FUTURE PAST by Duran Duran

On Oct. 22, legendary rock band Duran Duran released their fifteenth studio album, entitled FUTURE PAST. The album sees the band sticking with their synth pop and synth rock sound, which is as relevant as it has been in a long time due to the revival started in 2020 by pop icons such as The Weeknd and Dua Lipa. The intro track “Invisible” is a powerful and catchy opener with a funk beat. The third track on the album, “Give It All Up”, is a standout, but for the wrong reasons. The track feels awkward from the beginning and the vocals are mixed weirdly compared to the rest of the album. “Anniversary” is a standout single, and the accompanying music video stands out as well, giving the album as a whole more personality. “Beautiful Lies” is arguably the most fun song on the whole record, with its standout disco dance beat. The track “Wing” sounds like it takes a lot of influence from rock band King Crimson, and ends up being one of the best songs on the album with its interesting songwriting and vocal melodies. The feature on the track “Hammerhead” by English rapper Ivorian Doll was very unexpected, but worked surprisingly well, almost like an adventurous Gorillaz song. For a band that’s been around as long as Duran Duran has, they show little signs of slowing down and still seem to have tricks up their sleeve.

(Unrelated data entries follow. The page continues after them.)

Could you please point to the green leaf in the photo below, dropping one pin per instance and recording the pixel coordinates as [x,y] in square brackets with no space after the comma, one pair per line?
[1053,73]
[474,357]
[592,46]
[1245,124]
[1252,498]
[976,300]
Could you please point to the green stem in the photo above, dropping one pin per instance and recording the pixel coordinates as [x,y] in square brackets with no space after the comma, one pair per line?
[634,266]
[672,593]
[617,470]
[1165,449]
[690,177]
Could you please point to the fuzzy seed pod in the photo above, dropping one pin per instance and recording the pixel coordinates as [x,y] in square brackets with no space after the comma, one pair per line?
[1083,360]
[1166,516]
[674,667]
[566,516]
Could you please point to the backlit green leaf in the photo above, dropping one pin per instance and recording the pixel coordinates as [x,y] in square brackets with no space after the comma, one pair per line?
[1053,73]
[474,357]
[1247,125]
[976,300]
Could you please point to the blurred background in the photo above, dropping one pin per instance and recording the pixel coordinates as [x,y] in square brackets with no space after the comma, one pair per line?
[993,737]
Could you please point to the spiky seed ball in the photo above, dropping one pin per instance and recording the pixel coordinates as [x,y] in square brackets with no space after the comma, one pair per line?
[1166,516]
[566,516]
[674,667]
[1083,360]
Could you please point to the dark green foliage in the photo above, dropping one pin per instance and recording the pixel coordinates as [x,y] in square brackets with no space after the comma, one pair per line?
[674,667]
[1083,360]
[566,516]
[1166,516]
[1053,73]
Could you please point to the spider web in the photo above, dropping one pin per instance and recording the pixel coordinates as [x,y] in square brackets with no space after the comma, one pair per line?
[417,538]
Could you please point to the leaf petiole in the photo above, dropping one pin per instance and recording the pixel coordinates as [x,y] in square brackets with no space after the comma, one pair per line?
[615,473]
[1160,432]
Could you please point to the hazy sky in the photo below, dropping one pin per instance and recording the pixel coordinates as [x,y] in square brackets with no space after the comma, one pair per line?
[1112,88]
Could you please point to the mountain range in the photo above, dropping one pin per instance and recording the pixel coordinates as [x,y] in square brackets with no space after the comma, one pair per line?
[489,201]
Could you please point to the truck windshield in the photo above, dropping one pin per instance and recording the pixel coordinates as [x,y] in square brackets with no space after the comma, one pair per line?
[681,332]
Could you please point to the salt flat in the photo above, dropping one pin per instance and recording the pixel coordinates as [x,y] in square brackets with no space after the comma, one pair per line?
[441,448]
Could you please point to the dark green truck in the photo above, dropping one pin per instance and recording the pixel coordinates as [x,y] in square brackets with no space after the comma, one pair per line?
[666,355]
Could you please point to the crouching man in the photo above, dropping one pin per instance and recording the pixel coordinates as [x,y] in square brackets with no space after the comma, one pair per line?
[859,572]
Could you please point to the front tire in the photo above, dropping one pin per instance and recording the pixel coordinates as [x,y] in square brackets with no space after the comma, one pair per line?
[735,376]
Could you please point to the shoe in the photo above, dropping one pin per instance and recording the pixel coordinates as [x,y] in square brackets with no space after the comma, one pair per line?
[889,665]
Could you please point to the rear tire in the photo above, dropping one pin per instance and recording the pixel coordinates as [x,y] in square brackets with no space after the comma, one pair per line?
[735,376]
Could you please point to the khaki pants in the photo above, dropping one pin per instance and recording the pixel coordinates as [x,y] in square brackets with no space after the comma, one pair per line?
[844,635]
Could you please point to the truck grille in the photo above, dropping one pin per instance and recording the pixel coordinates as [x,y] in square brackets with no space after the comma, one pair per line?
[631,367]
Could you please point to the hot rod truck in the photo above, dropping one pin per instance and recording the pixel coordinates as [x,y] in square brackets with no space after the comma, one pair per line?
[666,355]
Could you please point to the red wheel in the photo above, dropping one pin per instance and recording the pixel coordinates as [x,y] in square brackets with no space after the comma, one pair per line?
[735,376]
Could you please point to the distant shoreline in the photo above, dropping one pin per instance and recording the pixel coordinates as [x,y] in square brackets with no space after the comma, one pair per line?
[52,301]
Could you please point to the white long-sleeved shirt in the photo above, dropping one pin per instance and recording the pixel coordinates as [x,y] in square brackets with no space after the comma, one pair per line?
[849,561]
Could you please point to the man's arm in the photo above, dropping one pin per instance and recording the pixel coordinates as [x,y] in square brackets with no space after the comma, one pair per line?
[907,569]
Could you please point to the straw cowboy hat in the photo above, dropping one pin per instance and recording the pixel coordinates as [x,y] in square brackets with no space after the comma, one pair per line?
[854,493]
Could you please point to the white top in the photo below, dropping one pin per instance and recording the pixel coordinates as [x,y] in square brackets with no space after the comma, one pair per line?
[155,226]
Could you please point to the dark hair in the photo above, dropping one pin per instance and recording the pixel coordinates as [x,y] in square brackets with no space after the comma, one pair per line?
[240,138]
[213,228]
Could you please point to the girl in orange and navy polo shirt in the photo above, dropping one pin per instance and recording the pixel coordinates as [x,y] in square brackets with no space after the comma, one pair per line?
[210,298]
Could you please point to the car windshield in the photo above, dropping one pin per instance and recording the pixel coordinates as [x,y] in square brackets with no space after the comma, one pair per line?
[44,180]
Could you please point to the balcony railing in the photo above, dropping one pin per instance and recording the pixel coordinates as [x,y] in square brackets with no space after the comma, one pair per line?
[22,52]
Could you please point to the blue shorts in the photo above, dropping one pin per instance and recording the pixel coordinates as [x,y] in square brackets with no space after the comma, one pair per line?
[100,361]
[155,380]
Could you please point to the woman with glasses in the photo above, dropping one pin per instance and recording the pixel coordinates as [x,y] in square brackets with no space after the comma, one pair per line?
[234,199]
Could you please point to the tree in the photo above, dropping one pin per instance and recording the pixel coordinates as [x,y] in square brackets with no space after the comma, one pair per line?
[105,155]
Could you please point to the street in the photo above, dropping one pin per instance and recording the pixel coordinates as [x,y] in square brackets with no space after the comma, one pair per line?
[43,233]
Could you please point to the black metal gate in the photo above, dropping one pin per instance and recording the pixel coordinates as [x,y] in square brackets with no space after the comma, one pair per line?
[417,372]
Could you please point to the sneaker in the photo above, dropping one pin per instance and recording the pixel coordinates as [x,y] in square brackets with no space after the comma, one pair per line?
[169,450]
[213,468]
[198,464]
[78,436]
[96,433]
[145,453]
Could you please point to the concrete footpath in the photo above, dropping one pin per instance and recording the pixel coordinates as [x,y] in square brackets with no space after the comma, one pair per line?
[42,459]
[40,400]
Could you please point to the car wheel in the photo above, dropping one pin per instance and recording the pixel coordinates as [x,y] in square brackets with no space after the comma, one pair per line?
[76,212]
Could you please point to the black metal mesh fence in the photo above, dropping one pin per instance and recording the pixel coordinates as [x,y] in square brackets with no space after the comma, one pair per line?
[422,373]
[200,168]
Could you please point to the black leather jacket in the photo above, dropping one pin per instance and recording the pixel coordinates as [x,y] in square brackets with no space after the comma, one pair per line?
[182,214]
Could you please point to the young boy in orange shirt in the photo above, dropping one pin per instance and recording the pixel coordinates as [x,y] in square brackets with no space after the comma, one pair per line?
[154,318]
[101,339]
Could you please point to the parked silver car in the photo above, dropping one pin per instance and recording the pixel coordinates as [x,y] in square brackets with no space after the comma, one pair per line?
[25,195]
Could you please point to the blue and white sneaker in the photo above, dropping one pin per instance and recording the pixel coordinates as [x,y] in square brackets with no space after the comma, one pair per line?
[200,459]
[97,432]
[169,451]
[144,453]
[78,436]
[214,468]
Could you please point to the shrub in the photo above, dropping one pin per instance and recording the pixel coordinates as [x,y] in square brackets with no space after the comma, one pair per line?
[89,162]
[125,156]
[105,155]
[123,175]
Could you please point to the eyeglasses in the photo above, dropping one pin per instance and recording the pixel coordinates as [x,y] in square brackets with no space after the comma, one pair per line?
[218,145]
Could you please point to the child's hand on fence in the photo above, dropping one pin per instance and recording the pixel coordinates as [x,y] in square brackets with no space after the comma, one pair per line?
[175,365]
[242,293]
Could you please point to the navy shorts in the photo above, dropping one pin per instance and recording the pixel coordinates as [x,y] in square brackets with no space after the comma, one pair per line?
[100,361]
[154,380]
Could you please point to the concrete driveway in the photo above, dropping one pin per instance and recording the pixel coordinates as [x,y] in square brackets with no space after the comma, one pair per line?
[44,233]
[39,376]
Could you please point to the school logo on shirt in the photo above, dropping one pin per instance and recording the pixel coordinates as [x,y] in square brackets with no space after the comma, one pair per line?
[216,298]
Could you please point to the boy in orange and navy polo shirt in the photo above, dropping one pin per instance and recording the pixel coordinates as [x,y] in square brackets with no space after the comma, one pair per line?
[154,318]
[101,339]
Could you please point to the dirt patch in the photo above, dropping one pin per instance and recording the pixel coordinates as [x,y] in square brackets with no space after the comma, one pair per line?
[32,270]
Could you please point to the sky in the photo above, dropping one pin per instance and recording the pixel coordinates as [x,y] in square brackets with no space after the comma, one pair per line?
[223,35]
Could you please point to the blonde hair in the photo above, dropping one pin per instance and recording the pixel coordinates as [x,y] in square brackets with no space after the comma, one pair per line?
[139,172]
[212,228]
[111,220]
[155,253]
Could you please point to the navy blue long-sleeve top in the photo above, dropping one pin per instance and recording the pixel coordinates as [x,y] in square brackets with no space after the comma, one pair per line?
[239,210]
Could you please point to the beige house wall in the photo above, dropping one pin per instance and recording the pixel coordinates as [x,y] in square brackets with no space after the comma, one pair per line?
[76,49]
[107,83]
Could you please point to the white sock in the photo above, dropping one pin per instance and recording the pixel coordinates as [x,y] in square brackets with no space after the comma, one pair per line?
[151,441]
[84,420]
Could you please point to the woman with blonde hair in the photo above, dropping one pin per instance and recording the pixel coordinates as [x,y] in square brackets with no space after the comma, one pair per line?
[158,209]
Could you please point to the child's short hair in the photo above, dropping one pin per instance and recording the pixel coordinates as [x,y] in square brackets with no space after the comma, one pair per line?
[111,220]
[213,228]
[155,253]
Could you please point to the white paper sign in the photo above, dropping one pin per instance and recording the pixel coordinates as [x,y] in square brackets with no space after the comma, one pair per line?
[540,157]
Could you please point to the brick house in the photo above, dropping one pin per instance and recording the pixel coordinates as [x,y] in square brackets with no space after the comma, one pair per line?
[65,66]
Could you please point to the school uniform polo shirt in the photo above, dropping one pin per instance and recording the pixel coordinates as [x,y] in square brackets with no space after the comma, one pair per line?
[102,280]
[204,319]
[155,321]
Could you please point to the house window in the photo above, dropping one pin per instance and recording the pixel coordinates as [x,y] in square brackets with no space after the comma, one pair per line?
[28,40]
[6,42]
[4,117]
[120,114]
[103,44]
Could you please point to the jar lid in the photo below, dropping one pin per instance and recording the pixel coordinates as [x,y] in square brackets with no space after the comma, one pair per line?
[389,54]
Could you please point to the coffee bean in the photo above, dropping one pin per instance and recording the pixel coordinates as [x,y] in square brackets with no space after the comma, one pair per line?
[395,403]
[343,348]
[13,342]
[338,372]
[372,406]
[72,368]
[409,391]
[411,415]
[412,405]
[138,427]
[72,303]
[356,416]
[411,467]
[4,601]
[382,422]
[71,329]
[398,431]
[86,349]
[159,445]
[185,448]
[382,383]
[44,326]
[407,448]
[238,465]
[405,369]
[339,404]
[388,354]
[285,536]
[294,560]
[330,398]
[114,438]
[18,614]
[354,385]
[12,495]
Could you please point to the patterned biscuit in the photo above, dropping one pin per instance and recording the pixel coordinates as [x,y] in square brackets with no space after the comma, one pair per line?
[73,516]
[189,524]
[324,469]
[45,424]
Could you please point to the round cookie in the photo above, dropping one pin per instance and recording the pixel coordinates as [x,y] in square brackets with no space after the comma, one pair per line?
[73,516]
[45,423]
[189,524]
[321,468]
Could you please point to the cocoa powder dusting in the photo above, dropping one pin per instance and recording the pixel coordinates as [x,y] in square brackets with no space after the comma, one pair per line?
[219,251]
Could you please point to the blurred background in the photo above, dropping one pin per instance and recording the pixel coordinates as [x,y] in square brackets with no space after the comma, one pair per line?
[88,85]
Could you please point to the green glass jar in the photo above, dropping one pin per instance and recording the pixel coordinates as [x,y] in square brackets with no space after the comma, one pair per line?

Faces (Reissue) by Mac Miller

While not technically a new release, Mac Miller’s team recently released a reissue of his critically acclaimed 2014 mixtape, Faces. The tracklist is the same, with the addition of a bonus track entitled “Yeah” after the last track of the original. This song is grand and emotional, and fits as an end to the mixtape, even after the already-great original closer, “Grand Finale”. As for the original content of the mixtape, this may be Mac’s best project he ever released. “Therapy” has one of the best instrumentals on a Mac Miller song and he flourishes on the beat. “Funeral”, “Wedding”, “Birthday Party”, “Diablo”, and “Ave Maria” are all classic Mac tracks, and the rest of the mixtape might as well be too. It seems like each song is better than the last and he keeps the same energy throughout. It’s amazing that this project is now on streaming and a lot more accessible to a wider range of people.